El problema es, pues, el otro. Hoy vuelve a plantearse como en la época de Jesús y, tal vez, con más virulencia. Son los habitantes del Tercer Mundo, árabes, africanos, asiáticos, que amenazan con destruir el mundo de los blancos europeos; son los “espaldas mojadas” mexicanas que hacen lo propio con el mundo americano; son los “cabecitas negras” que hicieron zozobrar el orden oligárquico en la década del 40 del siglo pasado; son los bolivianos, paraguayos y peruanos que hacen insegura la ciudad de Buenos Aires.

El otro, ése que destruye mi mundo, ese universo de sentido en el que cada uno se siente en casa, se presenta siempre con características que lo hacen deforme y que, por lo tanto, deforman mi mundo, lo hacen irreconocible. En un mundo de “blancos”, o que se creen tales, pues en cierta manera todos somos “mestizos”, el otro aparece con los rasgos distintivos del color de la piel.

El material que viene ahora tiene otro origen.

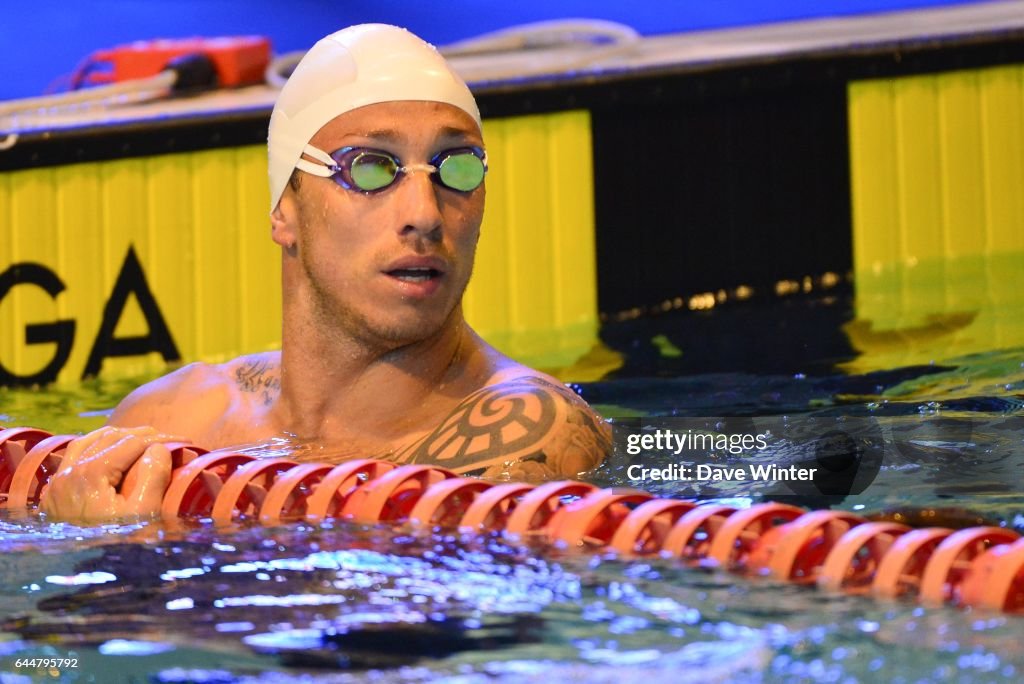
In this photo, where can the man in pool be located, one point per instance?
(377, 165)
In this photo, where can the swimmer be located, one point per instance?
(377, 166)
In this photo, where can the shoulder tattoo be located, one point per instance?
(259, 377)
(526, 419)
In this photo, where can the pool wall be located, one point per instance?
(612, 195)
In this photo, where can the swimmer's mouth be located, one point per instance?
(415, 274)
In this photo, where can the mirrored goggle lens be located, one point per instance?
(372, 172)
(462, 171)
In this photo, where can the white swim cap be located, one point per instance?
(358, 66)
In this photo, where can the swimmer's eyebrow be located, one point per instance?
(392, 135)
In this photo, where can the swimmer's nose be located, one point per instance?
(419, 209)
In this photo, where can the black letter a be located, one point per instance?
(130, 280)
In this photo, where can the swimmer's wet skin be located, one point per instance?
(377, 166)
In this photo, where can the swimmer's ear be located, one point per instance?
(282, 222)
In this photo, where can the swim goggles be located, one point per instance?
(369, 170)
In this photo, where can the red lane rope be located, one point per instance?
(838, 551)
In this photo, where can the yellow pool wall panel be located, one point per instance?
(937, 182)
(197, 222)
(534, 292)
(937, 166)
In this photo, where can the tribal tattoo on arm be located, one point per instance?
(526, 427)
(259, 377)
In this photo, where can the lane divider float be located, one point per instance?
(980, 566)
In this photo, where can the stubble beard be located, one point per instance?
(344, 324)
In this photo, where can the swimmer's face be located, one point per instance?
(387, 267)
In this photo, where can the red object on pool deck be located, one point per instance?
(838, 551)
(238, 59)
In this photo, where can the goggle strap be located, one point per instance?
(314, 169)
(326, 171)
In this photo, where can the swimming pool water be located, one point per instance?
(343, 602)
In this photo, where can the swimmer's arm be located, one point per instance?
(186, 402)
(525, 428)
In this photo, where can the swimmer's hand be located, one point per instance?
(111, 473)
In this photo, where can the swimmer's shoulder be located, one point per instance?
(192, 399)
(522, 424)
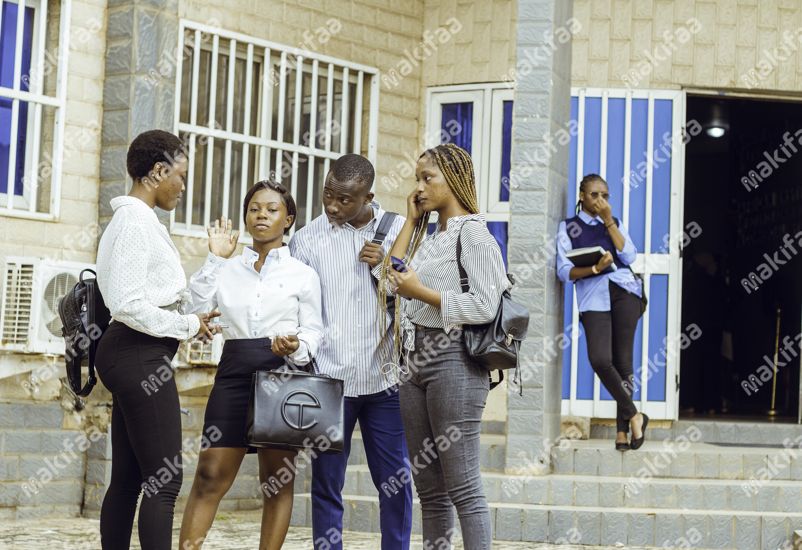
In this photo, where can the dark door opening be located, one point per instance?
(743, 188)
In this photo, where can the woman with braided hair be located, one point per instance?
(443, 391)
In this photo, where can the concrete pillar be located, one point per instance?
(538, 180)
(139, 89)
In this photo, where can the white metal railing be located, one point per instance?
(41, 171)
(248, 108)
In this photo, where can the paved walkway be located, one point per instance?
(232, 531)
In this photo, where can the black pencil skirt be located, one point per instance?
(227, 408)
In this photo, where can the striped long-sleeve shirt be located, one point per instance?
(436, 265)
(353, 349)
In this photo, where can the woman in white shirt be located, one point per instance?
(140, 276)
(271, 313)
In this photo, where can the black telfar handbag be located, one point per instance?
(496, 345)
(84, 319)
(294, 409)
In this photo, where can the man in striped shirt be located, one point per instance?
(337, 244)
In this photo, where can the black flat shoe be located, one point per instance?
(635, 444)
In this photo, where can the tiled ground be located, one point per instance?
(231, 532)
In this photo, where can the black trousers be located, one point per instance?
(145, 438)
(610, 336)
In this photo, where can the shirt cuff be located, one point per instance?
(300, 356)
(445, 297)
(193, 325)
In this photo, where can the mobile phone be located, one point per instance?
(398, 264)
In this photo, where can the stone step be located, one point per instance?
(595, 525)
(677, 458)
(714, 431)
(493, 450)
(610, 492)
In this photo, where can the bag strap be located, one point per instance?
(463, 276)
(384, 227)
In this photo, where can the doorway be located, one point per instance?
(742, 274)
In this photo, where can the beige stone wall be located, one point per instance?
(73, 236)
(746, 44)
(482, 51)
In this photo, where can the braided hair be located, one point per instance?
(588, 179)
(456, 165)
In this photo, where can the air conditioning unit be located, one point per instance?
(32, 288)
(197, 353)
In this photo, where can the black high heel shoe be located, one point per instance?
(636, 443)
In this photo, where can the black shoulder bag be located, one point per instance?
(381, 233)
(294, 409)
(84, 318)
(496, 345)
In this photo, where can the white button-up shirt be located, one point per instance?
(139, 271)
(281, 299)
(355, 348)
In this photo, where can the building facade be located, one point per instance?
(540, 92)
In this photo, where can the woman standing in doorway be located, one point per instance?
(609, 298)
(271, 309)
(443, 391)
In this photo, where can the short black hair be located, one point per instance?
(151, 147)
(286, 198)
(353, 167)
(590, 178)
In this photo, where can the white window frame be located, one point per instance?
(25, 206)
(258, 141)
(488, 109)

La versión más agresiva y canallesca de ver al otro como el enemigo que hace naufragar nuestra barca es el racismo cuya expresión prototípica fue el nazismo hitleriano que parte de una premisa totalmente falsa, consistente en la creencia de la existencia de una raza pura, en este caso, los arios.

Es fundamental en este sentido tener claro que no existe y nunca existió una raza, cultura o religión pura. Ni el judaísmo, ni el cristianismo, ni el islamismo, ni el budismo, ni las religiones de los pueblos originarios constituyen algo puro, no mezclado. Lo que pretende ser puro es endogámico y, en consecuencia, en camino hacia la degradación y la muerte.

“No habían entendido lo de los panes”. No habían entendido que en la medida en que el otro deje de ser simplemente otro para convertirse en tu, en amigo, en compañero, desaparece el miedo y, con él la inseguridad. La seguridad depende del mundo en el que me reconozco. En la medida en que éste se amplía por la presencia del otro que deja de ser simplemente tal, para convertirse en compañero, una de las más hermosas palabras de nuestro idioma, que se escribe “con pan”, la sociedad se enriquece y desaparece esa sensación de inseguridad provocada por el miedo al otro.